Nvidia CEO says the US will take 20 years to achieve chipmaking independence from China and Taiwan, despite booming fab construction and subsidies

Jensen Huang, CEO of Nvidia, believes it might take the U.S. up to two decades to become self-reliant in chip manufacturing. This statement comes from the head of the company that has historically relied on chip production in Taiwan, and significant efforts by the U.S. and Europe to localize the crucial industry. However, the chip industry is clearly expanding in America at a rate unseen in decades, so he might be too skeptical.

SOURCE: Tom’s Hardware

“We are somewhere between a decade and two decades away from supply chain independence,” said Jensen Huang, speaking at the New York Times’s DealBook conference in New York, reports Bloomberg. “It is not a really practical thing for a decade or two.”

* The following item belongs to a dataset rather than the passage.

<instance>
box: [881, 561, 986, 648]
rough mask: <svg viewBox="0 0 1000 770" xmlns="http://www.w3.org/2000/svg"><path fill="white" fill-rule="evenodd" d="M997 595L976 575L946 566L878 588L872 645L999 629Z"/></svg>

The U.S. government is actively pursuing policies to increase chip manufacturing within its borders. This initiative has garnered bipartisan support, focusing on establishing more manufacturing facilities stateside. The goal is to mitigate reliance on external sources and strengthen national technology infrastructure.

So far, the plan has been a success as Intel, TSMC, and Samsung Foundry are building their advanced and leading-edge fabs in the USA. Furthermore, Micron is set to bring advanced 3D NAND and DRAM memory production to America for the first time in decades. Intel is also building advanced chip packaging facilities in America. There are also companies, such as GlobalFoundries, that produce chips on specialty and mature process technologies in the U.S.

Huang noted that Nvidia’s products rely on plenty of components that come from different parts of the world, and he does not see all of them produced in the U.S. any time soon. Therefore, his assessments highlight the company’s current reliance on international supply chains and the complexity and extent of the global chip industry.